Nobody asked the German people if they wanted the euro. Now, almost 15 years after Europe introduced its common currency, a new political party has emerged to campaign for a return to the deutsche mark.

Judging by an opinion poll last month, Alternative for Germany has hit a nerve. The party has existed for less than a month, yet the poll by Infratest Dimap found that 24 percent of Germans would consider voting for it in September's federal elections. Are Germans on their way to rejecting the euro?

The answer isn't simple or well understood, which is surprising given Germany's centrality to the euro's survival and how much the global economy depends on a healthy resolution to the currency's troubles. It starts, however, with the choice that Germans were never given: whether to abolish their own currency.

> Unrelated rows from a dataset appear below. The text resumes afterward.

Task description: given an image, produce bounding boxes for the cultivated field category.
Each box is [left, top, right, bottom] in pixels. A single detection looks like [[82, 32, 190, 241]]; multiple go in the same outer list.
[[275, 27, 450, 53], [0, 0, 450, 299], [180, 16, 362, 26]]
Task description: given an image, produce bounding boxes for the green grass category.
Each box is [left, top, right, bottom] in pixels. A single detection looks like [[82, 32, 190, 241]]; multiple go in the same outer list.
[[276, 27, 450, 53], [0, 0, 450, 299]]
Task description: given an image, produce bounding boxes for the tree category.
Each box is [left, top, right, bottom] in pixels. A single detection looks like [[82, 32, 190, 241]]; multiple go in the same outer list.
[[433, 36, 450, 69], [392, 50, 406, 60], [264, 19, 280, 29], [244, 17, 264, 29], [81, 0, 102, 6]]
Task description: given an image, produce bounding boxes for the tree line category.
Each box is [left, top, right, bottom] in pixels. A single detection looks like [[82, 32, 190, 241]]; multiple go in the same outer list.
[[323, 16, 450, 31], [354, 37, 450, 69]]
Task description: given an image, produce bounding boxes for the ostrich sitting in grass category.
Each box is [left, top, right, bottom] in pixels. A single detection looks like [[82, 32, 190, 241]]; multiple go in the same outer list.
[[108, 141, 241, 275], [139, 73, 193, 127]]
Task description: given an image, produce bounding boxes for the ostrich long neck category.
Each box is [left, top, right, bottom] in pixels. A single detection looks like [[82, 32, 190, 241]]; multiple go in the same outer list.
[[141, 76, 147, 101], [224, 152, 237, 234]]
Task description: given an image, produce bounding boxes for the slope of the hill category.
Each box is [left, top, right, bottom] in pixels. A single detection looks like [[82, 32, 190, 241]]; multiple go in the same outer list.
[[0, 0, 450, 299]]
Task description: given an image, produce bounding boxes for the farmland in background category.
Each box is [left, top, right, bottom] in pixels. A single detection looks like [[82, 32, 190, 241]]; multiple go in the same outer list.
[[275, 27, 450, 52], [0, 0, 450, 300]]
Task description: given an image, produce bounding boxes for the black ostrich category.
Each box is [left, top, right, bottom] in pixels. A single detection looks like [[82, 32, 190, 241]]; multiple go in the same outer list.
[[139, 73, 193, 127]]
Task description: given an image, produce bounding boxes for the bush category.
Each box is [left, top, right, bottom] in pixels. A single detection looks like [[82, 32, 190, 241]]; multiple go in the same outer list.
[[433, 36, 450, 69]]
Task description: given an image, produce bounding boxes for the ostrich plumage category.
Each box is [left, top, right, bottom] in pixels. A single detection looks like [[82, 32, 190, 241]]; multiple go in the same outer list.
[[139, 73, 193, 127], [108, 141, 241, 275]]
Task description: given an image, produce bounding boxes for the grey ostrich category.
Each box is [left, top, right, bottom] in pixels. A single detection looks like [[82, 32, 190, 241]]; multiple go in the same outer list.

In the 1990s, as preparations were under way to create the euro, Chancellor Helmut Kohl counted himself lucky that the German Constitution didn't allow for referendums. Kohl accepted the currency union because he saw it as the only way to make the reunification of East and West Germany palatable to the rest of Europe. The French, in particular, feared the new German state would be too powerful. The price they demanded was the euro, which they saw as a great leap forward in the European Union's integration.
Unpopular Euro

Had the German people been asked if they wanted the new currency, they probably would have said no, because it would have meant giving up the deutsche mark. Such a rejection would have upset the deal Europe's political elite had made on German reunification, throwing the EU into disarray.